My marriage broke down horrendously over some crap issues, but sex had been a major problem for a very long time. I have quite a high sex drive and it is horrible. Really horrible. Not just the physical ache of wanting the sexual urge to be satisfied, but the sense of frustration at it being there all the time.
It is not a choice, but I do have to work very hard at switching it off. I don't know what I would have done if the opportunity to just get rid of the bloody feeling had been an 'easy' option.
It is like hunger for food, it can get to a point where in the end you would eat stuff just for the sake of making the gnawing ache go away. It can become very consuming.
I didn't go anywhere else, I am 'quiet', loyal, faithful, thought I had high morals and have gone out of my way through life not to hurt anybody. My 'H' was a drink fuelled roller coaster with jealous rages (through out our relationship) and screwed me up so badly, (bad metaphor) I am on AD's and having counselling. I also fell (very sadly) for someone else.
I have done nothing about it. I do not think this makes me better than your H SBB, because even now there are times when it gets so intense that if I was in the wrong place at the wrong time, I would struggle to keep hold of my morals.
I am awake now because it is driving me mad. And I am alone.
That he tried a site as you describe suggests to me that he just wanted a release. This does not justify or excuse his actions in any way, but it might be a root to what he was doing.

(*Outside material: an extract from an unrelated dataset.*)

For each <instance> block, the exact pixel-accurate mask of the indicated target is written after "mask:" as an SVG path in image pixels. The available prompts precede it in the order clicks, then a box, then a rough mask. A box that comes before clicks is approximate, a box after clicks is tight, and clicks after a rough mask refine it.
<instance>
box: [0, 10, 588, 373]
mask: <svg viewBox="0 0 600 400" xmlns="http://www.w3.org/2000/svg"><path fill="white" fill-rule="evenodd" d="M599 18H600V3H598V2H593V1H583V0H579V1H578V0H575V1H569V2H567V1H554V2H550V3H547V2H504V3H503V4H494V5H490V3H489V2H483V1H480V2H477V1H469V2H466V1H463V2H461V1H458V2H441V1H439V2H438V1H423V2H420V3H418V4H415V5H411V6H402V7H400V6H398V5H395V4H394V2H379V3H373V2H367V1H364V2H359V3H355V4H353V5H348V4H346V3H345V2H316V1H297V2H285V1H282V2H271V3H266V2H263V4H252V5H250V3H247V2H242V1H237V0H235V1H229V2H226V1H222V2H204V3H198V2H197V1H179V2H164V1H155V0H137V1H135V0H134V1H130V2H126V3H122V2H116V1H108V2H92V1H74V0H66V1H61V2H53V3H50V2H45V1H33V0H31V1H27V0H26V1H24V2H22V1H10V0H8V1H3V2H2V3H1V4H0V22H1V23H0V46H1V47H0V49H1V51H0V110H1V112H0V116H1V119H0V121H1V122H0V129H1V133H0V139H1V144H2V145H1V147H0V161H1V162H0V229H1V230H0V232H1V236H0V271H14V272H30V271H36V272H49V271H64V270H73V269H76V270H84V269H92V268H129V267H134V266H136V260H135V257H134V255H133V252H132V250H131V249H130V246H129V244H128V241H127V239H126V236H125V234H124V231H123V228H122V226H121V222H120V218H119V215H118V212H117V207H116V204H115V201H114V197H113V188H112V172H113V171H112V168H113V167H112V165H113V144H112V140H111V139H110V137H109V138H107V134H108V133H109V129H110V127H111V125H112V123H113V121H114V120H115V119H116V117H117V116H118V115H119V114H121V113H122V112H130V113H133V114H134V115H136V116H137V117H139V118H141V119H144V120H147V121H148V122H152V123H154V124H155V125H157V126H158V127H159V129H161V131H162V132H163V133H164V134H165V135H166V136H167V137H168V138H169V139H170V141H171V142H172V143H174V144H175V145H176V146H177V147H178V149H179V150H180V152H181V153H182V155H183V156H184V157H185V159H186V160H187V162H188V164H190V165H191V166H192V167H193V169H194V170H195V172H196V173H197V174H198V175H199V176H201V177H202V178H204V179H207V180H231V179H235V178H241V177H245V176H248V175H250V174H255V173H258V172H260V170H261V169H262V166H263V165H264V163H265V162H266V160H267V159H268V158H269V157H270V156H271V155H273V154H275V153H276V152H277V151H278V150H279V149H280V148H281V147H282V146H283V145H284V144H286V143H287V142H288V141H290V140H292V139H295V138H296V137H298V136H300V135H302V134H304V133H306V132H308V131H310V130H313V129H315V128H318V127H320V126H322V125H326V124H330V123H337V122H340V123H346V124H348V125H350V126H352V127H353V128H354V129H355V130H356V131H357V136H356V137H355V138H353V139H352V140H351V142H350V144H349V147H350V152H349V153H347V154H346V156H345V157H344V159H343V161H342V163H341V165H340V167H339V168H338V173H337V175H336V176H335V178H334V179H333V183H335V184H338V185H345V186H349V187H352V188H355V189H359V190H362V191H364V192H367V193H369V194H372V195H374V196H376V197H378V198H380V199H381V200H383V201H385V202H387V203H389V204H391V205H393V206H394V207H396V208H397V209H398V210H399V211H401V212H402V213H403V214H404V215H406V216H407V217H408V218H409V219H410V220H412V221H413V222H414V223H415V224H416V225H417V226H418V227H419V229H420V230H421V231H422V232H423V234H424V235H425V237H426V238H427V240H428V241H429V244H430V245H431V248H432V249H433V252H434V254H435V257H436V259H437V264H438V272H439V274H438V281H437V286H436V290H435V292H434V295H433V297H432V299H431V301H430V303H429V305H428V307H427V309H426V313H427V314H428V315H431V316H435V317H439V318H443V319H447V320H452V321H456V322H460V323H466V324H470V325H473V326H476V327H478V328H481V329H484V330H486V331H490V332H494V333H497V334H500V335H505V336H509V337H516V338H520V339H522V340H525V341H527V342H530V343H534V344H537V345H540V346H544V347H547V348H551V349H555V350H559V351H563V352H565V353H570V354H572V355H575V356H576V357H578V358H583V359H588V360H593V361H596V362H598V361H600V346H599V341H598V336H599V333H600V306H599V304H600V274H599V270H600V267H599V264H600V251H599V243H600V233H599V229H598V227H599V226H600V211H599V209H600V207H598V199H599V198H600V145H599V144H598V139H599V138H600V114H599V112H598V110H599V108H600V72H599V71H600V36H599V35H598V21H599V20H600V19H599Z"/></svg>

That he and yourself reached this point is sad. I think I am a good woman mostly, and it is bloody sad that I felt that way, albeit for different reasons.
If you want to get passed it, and FWIW, I think you should try to, then maybe in a tiny way, knowing that he just wanted to satiate the need might help you to move forward.
It really is a horrible feeling, and in some ways I wish I could have just gone somewhere and get rid of the need because now I have something far more to contend with. And that is feelings for a guy I shouldn't have. A broken EA marriage and a long way to go before I will be in a position to look at a future that might hold a good, kind loving partner who takes the ache away.